Sarà presentata sabato 31 gennaio alle ore 17, nella Sala del Carmine di Orvieto (via Loggia dei Mercanti) l’iniziativa “Qui non ho visto farfalle” – organizzata dall’associazione Lettori Portatili con ANED e con il supporto del Filo di Eloisa – con cui si vuole ricordare la storia di quindicimila bambine e bambini rinchiusi nella cittadella fortificata di Terezin, a sessanta chilometri da Praga, prima di finire la loro esistenza nelle camere a gas del campo di sterminio di Auschwitz. La città di Terezin – sorta per volere dell’Imperatore Giuseppe II d’Austria che le diede il nome di sua madre, Maria Teresa – durante la seconda guerra mondiale divenne il luogo della fame e della paura, perché lì molti ebrei d’Europa vennero rinchiusi per essere poi inviati ai campi di sterminio.
Obiettivo dell’iniziativa dei Lettori Portatili nell’annuale Giornata della Memoria è dare visibilità ad una storia terribile e inquietante che testimonia uno dei tanti strumenti attraverso i quali il nazismo ha attuato il suo programma genocida. Si vuole inoltre e soprattutto ricordare – con un pensiero ai bambini vittime della guerra di Gaza – il destino di quelle migliaia di piccoli reclusi e rendere merito all’abnegazione della loro insegnante, Friedl Dicker-Brandeis, anch’essa detenuta che, per non volerli abbandonare in quell’ultimo viaggio, come loro finirà nelle camere a gas di Auschwitz.
Tramite il suo insegnamento, i ragazzi hanno avuto la possibilità di elaborare la loro terribile esperienza attraverso la realizzazione di disegni e la composizione di poesie. L’iniziativa inoltre vuole mettere in rilievo anche un altro aspetto, oggi quanto mai attuale: quello della manipolazione dell’informazione.
Infatti a Teresin fu solo attuata una messa in scena, da presentare alla Croce Rossa Internazionale, per dimostrare la condizione degli ebrei reclusi e la distribuzione degli spazi occupati, sicché sembrava che gli uomini e le donne svolgessero regolare attività lavorativa o nell’artigianato, le camerate sembravano dignitose e pulite ed erano luogo di convivialità, lo svago era assicurato da rappresentazioni teatrali e concerti.

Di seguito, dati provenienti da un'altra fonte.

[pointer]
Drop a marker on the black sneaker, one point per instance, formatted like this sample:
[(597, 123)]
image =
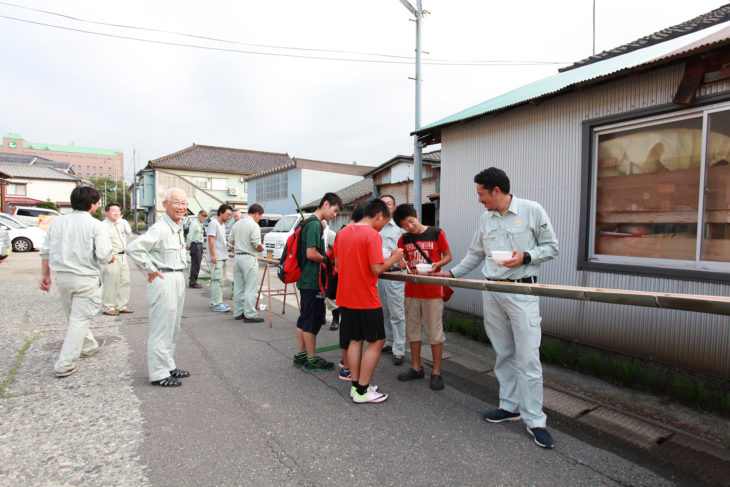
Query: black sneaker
[(542, 437), (316, 364), (299, 360), (411, 374), (500, 415)]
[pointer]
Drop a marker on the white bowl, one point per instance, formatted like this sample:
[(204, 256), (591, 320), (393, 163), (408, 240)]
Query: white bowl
[(500, 256), (423, 268)]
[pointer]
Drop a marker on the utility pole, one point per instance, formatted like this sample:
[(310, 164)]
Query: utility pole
[(134, 186), (418, 12)]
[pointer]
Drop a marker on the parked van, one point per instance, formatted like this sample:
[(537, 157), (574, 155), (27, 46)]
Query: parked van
[(275, 240)]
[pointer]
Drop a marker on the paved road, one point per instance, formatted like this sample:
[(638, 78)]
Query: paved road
[(246, 416)]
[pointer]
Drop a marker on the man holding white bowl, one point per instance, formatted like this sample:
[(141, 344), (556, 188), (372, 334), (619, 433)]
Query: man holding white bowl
[(513, 238)]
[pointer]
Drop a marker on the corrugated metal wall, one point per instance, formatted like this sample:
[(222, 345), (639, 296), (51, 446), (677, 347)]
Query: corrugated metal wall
[(540, 149)]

Purtroppo i partecipanti a questa rappresentazione furono inviati direttamente alle camere a gas di Auschwitz. L’evento, pubblico e gratuito, rientra in un lavoro di divulgazione destinato alle scuole e sarà introdotto da Ambra Laurenzi, ideatrice del progetto coordinato da Cristina Ubaldini e Laura Pettiti. Durante la serata sono previsti interventi musicali di Caterina Santori e la partecipazione della scrittrice Laura Ricci.